5. Gemini

People hate Geminis because they think they’re two-faced liars. Frankly, those people are probably not great at reading people and that’s their own problem. I can appreciate an Oscar-worthy performance and love Geminis as a result. They’re simultaneously the fun-loving life of the party and hyper-intellectual nerds always up for a D&M. What’s not to love? Also, they always have the best gossip. 10/10. 98% on Rotten Tomatoes.

4. Sagittarius

For a great deal of my life, I openly hated Sagittarians and then I realised at least half my friends are Sagittarians. I’ve since decided to change my stance and focus on their strengths. They’re heaps of fun and very warm and loving, much like other fire signs but without the out of control ego of Leo and the thirst for destruction of Aries.
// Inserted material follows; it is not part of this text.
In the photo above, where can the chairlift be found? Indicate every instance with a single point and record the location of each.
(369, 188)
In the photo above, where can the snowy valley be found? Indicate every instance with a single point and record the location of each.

I mean they still have those attributes, but it’s just dialled down to a very ‘sane enough to hang out with’ level. Would I date one? Probably not. Friends? Sure why not. 

3. Aquarius

You know-it-all quirky SOBs. I’ve heard Aquarians described as aliens with a human mask on and frankly I couldn’t write a better description if I tried. My mum’s cavi has a lot of Aquarius placements (yes, I looked up his chart. I’m THAT person) and he is by far the cutest and weirdest dog I’ve ever met. He regularly tries to fight towels, is obsessed with eating rogue feathers when out for a walk and his favourite snack is ice cubes. He would kill everyone he loves to crunch some tasty, tasty ice. Anyway, he’s clearly an alien imposter posing as a dog but I love him anyway. “Human” Aquarians = also good.

2. Capricorn

An honourable mention goes to Taurus because I bloody love earth signs with their dry humour and disapproving glares, but I cannot dispute the sheer productive power of Capricorns. They just get it done. It’s inspiring to be around (if not a bit disheartening…I’ll never be as productive *cries in Pisces*) and I think we all need those heroes around to inspire us to turn Netflix off and get to the important stuff…like buying and selling shares…or something? I don’t know. Please see Pisces mention above.

1. Virgo

Virgo men will be the death of me. That is all.

Please note: absence of water signs is very intentional.